Synopsis

Storms and other severe weather events can cause both public health and economic problems for communities and municipalities. Many severe events can result in fatalities, injuries, and property damage, and preventing such outcomes to the extent possible is a key concern.

This project explores the U.S. National Oceanic and Atmospheric Administration’s (NOAA) storm database, which tracks characteristics of major storms and weather events in the US as well as estimates of any fatalities, injuries, property and crop damages.

The analysis aimed to unravel which types of events are most harmful to the population’s health as well as which events have the greatest economic consequences across the United States. For this, the required information was extracted from the database, processed and the results were presented in two graphs.

The results of this analysis show that tornados are the most harmful events with respect to population health whereas flood events have the greatest economic consequences.

Data Processing

Loading all the required R packages:

library(dplyr)
## 
## Attache Paket: 'dplyr'
## Die folgenden Objekte sind maskiert von 'package:stats':
## 
##     filter, lag
## Die folgenden Objekte sind maskiert von 'package:base':
## 
##     intersect, setdiff, setequal, union
library(tidyr)
library(stringdist)
## 
## Attache Paket: 'stringdist'
## Das folgende Objekt ist maskiert 'package:tidyr':
## 
##     extract
library(stringr)
library(ggplot2)

Loading the data:

data <- read.csv("repdata_data_StormData.csv.bz2")

The data analysis aims to adress the following questions:

1. Across the US, which types of events are most harmful with respect to population health?
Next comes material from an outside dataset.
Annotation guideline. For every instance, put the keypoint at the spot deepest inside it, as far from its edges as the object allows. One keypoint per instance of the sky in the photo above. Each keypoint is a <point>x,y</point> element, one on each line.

2. Across the US, which types of events have the greatest economic consequences?

Since we are only interested in overall events across the whole US and not in individual states or time points, the whole complex dataset is first pre-processed and filtered to the columns needed and rows with all missing values (NAs) or zeros are removed:

Columns needed:

data <- data %>%
        select(EVTYPE, FATALITIES:CROPDMGEXP) %>%
        filter(!if_all(
                all_of(c("FATALITIES","INJURIES", "PROPDMG", "CROPDMG")),
                ~ is.na(.) | . == 0)
               )

In the original data set, event types are very redundant, entries are similar but spelled differently etc. To simplify the data set, the event types are standardized. First, all entries in the EVTYPE column are changed to lowercase and a list of event types is created, which is based on the documentation of the database. Then, the amatch() function is used to correct typos and writing variations and the corrected event types are stored in the column evtype_corrected.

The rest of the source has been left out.